「エール」薬師丸ひろ子の好演 朝ドラ、ベテラン女優起用の基準とは
NHK朝ドラ「エール」が27日から第5週「愛の狂騒曲」に突入、ついに主人公・古山裕一(窪田正孝)が文通相手だったヒロイン・関内音(二階堂ふみ)の家に出向き、2人の物語が本格的に始まった。ここで効いているのが音の母・光子役の薬師丸ひろ子。母親としての存在感をしっかり見せている。朝ドラでは薬師丸のようなベテラン女優が主人公なりヒロインなりの母親役や、脇役でも重要な位置にキャスティングされることが多い。
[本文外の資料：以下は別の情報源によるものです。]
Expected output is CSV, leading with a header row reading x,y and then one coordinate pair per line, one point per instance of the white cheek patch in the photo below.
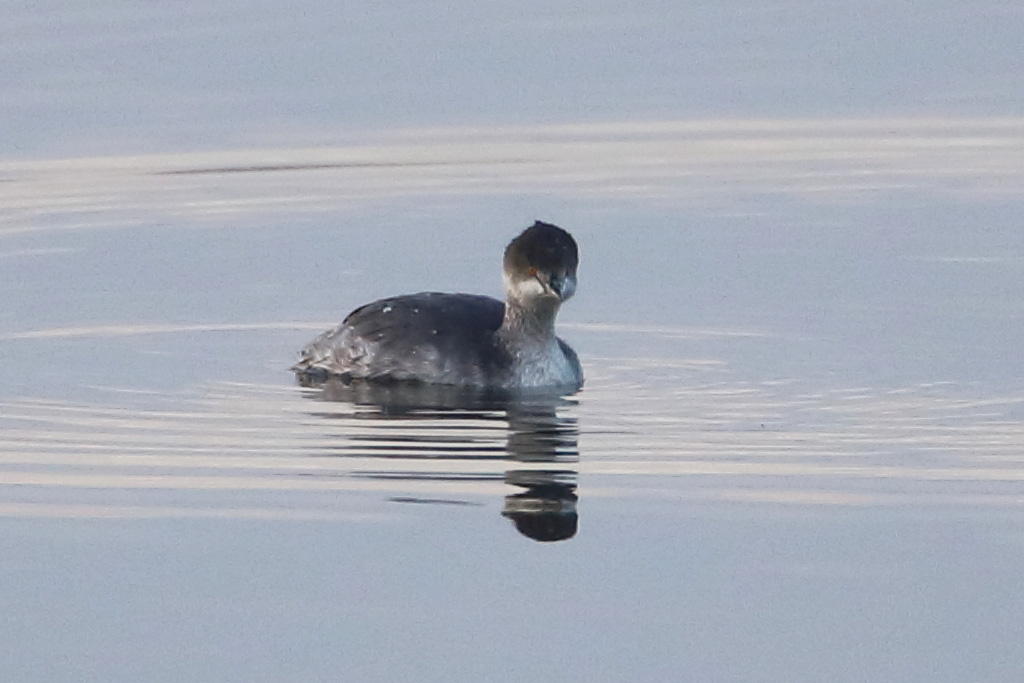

単純に年齢が役に合致するから、という理由だけでもないようだ。
キャスティング権持つ世代があこがれていた
薬師丸と朝ドラといえば、「あまちゃん」では能年玲奈(現・のん)演じるヒロイン、天野アキのあこがれの女優、鈴鹿ひろ美役を好演した。 「あのときは小泉今日子さんとの共演も話題になりましたね。キョンキョンと薬師丸さんが同じドラマに出ているのは往年のファンからするとたまらない。いまキャスティング権を持ったプロデューサーさんたちは、彼女たちがアイドルで輝いていた時代にファンだった世代。職権乱用的になるといけないので表向きは強調できないけれど、当時あこがれていた人たちを起用してみたいという気持ちは少なからずあるはずです。一方で、彼女たちの世代はこれからヒロインをやることはまずありません。ヒロインではないけれどヒロインを支える、なくてはならない重要な役というのは、彼女たちにとっても演じがいがあるのです」と話すのは、芸能プロダクションの40代女性マネージャー。 そのクラスの女優となればキャリアが豊富なことから場数も踏んで、さまざまな人々と仕事をしてきている。実力、実績ともに申し分ない。安心感は大きいものがあるだろう。
豊富なキャリアと知名度からくる安心感
「あとはNHKの朝ドラとなると、お茶の間の視聴者が見て顔と名前が一致するかどうかも大きいと思います。やっぱり主人公の親となれば、とくにF3層なんかにピンとくる人であって欲しいはず。でも、そこがある意味では主人公以上に難しい部分でしょう。顔を見ればみんながわかる人がいいけど、でも朝ドラでこれまで親役をまだやっていない人を消去法で探していこうとすると、これがなかなか見つからない」とは、民放放送局の50代男性プロデューサー。 「エール」では薬師丸ひろ子のほか菊池桃子が裕一の母・まさを演じ、薬師丸とはまたタイプの違う存在感を放っている。父・三郎役の唐沢寿明にも貫禄負けせずバランスが取れている。 また、昨年は「スカーレット」で実力派女優の富田靖子がヒロイン(戸田恵梨香)の母を演じ、その友人役を財前直見が好演していた。「なつぞら」は朝ドラ100作目ということで歴代ヒロインが次々に起用されて話題を呼んだ。ヒロイン(広瀬すず)の育ての母を松嶋菜々子、空襲で亡くなった生みの母を戸田菜穂が好演。さらに山口智子や鈴木杏樹、小林綾子らベテランの域に入ってきた女優たちが要所要所を引き締め、作品を華やかに彩っていた。 「薬師丸さん、菊池さんクラスになると10代、20代といった若い頃はアイドル的な人気も絶大だったわけで、その頃に応援していたファンの興味も引っ張ってこれる。もう一ついえば、いまの芸能界より昔の芸能界のほうが現場は厳しかった。そういう厳しい現場を経てきた人たちでもありますから」と話すのは、芸能プロダクションの60代男性幹部。 アラフィフ世代以上のベテラン女優は、やはり豊富なキャリアからくる信頼感やお茶の間における知名度からキャスティングするほうも安心なら観ている視聴者も安心ということなのだろう。 (文:志和浩司)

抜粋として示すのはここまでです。